Messa in discussione la sua posizione dalla presenza di Don e dal suo essere ancora considerata “good as any woman in this business” (ossia le segretarie), Peggy comincia a dubitare del proprio lavoro e con esso dell’immaginario a cui fa riferimento, un immaginario in cui lei non si riconosce e di cui non fa parte. Perché una famiglia lei non se l’è ancora creata, un posto non ce l’ha. O forse sì?
Aiutata dall’unica persona in grado di leggerle dentro, Don, come lei aveva aiutato con lui la notte della vittoria di Cassius Clay su Liston, si troverà a ragionare sul proprio percorso. Compiuti 30 anni (The Suitcase era ambientato nel giorno dei suo ventiseiesimo compleanno), Peggy fa un bilancio della propria vita, mentre analizza i desideri e i bisogni del target a cui lo spot di Burger Chef si rivolge. La conclusione a cui giunge è una rivoluzione copernicana del rapporto tra casa e famiglia: la famiglia non orbita più attorno alla casa, la casa è soltanto uno dei suoi satelliti. È la famiglia a generare la casa (nel senso più caldo di “home”, dimora), non ne è generata. Può essere un tavolo di un fast food, un ufficio, può essere quel luogo lontano da tutto e tutti che sogna Megan per lei e Don, può essere quel “better place” a cui faceva riferimento Stephanie (guarda caso vista nello scorso episodio) nell’informare Don della morte di Anna. Un posto in cui stringersi la mano (come Don e Peggy fanno in The Suitcase) e ballare, in cui riposare e dormire (sempre in The Suitcase, dopo che Don ordina a Peggy di andare a casa e dormire, lei va nel suo ufficio e si addormenta sul divano), in cui poter spezzare il pane con la tua famiglia. Un rituale religioso, un luogo reso sacro dalle persone lo occupano. Da Don, Peggy e Pete. Una famiglia.
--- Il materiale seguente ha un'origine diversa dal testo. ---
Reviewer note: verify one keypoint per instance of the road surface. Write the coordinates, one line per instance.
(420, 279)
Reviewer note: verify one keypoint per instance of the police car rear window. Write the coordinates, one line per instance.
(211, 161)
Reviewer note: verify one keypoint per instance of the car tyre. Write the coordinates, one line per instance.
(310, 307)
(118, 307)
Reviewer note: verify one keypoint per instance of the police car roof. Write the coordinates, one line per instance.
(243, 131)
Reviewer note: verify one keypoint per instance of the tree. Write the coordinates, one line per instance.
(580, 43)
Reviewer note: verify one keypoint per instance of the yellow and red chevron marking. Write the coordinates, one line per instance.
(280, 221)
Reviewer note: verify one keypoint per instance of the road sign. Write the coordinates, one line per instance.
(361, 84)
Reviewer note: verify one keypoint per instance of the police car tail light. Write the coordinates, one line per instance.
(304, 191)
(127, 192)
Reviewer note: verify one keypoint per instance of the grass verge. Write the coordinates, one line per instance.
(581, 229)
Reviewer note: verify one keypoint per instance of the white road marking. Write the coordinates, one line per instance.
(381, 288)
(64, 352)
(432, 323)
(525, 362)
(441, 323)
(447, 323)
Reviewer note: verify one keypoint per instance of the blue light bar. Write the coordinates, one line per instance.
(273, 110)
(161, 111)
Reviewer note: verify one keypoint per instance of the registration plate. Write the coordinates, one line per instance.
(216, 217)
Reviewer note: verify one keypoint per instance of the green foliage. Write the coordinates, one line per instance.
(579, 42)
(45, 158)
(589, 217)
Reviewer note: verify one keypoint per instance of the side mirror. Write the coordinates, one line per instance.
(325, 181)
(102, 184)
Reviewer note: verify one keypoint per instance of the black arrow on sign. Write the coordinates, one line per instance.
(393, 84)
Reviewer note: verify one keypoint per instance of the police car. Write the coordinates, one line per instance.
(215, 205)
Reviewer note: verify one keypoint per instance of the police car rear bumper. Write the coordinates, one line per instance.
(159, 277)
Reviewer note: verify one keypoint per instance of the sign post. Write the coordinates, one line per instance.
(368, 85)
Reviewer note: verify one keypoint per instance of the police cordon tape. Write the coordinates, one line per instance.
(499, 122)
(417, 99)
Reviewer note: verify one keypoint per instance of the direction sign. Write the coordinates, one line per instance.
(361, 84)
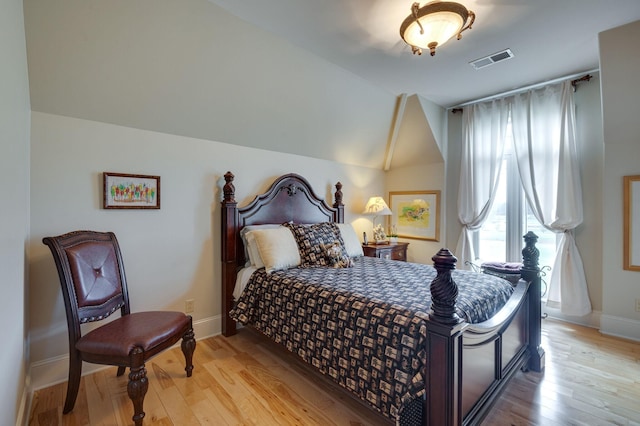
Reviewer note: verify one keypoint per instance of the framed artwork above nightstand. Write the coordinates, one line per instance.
(393, 251)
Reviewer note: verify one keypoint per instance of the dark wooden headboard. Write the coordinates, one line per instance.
(290, 198)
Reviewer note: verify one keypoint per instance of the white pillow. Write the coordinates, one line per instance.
(351, 242)
(252, 248)
(243, 234)
(277, 247)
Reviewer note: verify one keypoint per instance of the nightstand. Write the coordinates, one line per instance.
(394, 251)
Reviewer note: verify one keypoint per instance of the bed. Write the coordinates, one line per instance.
(439, 366)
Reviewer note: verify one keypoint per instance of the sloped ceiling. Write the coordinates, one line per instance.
(190, 68)
(420, 138)
(550, 39)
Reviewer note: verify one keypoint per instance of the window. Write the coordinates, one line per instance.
(500, 238)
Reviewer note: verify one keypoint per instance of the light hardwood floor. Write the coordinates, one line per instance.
(590, 379)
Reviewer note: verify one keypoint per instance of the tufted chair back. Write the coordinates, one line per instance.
(94, 286)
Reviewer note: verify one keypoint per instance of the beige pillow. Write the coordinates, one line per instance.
(252, 248)
(351, 242)
(277, 247)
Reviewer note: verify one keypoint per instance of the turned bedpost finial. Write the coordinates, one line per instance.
(229, 190)
(444, 291)
(530, 252)
(338, 195)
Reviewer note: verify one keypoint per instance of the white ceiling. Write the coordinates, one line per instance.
(550, 39)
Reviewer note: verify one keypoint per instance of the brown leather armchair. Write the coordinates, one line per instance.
(93, 287)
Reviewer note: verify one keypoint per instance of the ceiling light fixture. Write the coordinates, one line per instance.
(434, 23)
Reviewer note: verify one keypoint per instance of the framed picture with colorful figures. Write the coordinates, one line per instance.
(415, 214)
(129, 191)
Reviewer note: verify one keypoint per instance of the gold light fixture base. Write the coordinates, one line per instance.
(433, 24)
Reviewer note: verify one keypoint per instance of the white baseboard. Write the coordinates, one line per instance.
(620, 327)
(55, 370)
(591, 320)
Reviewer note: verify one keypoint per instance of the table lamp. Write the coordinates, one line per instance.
(377, 207)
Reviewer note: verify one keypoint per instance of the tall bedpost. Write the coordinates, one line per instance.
(338, 216)
(229, 212)
(443, 375)
(531, 272)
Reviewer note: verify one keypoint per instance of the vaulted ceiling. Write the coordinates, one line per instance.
(549, 38)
Poi, nello splendido carrello che chiude l’episodio, anche questo pensiero si rivela per quello che è: un’illusione. Un’immagine che passa attraverso la vetrata del fast food, attraverso l’ennesimo schermo. Eppure è un inganno a cui crediamo, è impossibile non farlo. D’altronde Weiner, come tutti i grandi Autori, è un ottimo pubblicitario.